You have to size it honestly. Over-promise the internal energy balance and you build a plant that quietly draws from the grid anyway. The engineering discipline is to design the energy loop around the real waste stream, with margin — not around a brochure.
Africa finance
Local currency, OHADA and CEMAC: the plumbing of Central African project finance
Nicolas Couture-Miambanzila · CEO, Parkactive Capital Markets
The deal everyone debates is the headline. The deal that actually closes is built in the plumbing: law, currency and regional institutions.
Financing infrastructure in Central Africa means working with three realities at once. First, law: most of the region operates under OHADA, a harmonised business-law framework across seventeen African states that gives lenders something rare on the continent — predictable, common rules for companies, security and insolvency. That harmonisation lowers legal risk and shortens diligence.

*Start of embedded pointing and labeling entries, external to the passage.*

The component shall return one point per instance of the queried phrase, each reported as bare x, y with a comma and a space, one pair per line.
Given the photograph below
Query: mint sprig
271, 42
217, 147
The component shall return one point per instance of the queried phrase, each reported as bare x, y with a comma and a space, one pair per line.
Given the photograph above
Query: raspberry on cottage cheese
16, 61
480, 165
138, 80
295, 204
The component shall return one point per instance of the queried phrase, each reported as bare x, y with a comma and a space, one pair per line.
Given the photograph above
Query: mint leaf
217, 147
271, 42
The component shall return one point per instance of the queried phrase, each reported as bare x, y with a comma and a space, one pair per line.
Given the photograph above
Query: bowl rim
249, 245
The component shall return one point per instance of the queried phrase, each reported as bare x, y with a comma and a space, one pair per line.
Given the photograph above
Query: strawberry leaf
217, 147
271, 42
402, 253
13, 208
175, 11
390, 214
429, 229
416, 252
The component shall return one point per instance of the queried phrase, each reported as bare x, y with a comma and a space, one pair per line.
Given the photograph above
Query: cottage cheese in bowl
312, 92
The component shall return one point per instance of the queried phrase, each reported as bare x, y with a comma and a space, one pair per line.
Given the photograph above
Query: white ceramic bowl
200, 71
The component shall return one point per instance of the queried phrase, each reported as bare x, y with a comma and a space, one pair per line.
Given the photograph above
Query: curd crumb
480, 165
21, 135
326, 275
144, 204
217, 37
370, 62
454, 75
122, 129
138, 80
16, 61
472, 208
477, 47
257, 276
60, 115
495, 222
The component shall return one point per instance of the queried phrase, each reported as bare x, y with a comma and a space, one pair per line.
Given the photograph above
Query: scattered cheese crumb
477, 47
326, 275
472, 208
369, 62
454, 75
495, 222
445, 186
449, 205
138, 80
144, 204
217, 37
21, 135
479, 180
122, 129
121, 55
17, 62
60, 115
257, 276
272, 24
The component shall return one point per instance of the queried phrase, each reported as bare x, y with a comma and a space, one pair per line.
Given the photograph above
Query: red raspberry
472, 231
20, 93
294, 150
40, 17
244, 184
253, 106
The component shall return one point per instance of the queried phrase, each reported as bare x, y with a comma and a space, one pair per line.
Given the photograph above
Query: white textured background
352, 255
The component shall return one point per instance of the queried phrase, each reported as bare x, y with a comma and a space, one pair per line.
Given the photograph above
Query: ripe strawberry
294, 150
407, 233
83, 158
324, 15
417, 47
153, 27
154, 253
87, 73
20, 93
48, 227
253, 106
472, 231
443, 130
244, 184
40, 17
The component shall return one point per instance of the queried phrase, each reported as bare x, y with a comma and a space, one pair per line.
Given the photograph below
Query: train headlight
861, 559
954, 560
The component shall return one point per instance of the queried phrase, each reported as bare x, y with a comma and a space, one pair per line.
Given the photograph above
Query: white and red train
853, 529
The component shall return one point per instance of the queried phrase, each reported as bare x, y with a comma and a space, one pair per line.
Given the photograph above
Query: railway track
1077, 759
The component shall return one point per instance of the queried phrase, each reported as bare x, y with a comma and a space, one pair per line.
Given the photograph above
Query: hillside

Second, currency. Revenues from an export fuel are typically hard-currency, while local costs are in CFA franc — a currency pegged to the euro, which dampens but does not erase mismatch risk. Structuring which cash flows sit in which currency, and where, is half the financial engineering.
Third, institutions. The region has a deep bench of development and regional finance bodies, and a growing toolkit of guarantee instruments designed to absorb exactly the political and credit risks that deter commercial lenders. Assembled well, they convert a frontier project into one an international lender can hold.
None of this is glamorous. But it is where deals are won or lost — and it is why local structuring expertise, not just capital, is the scarce ingredient.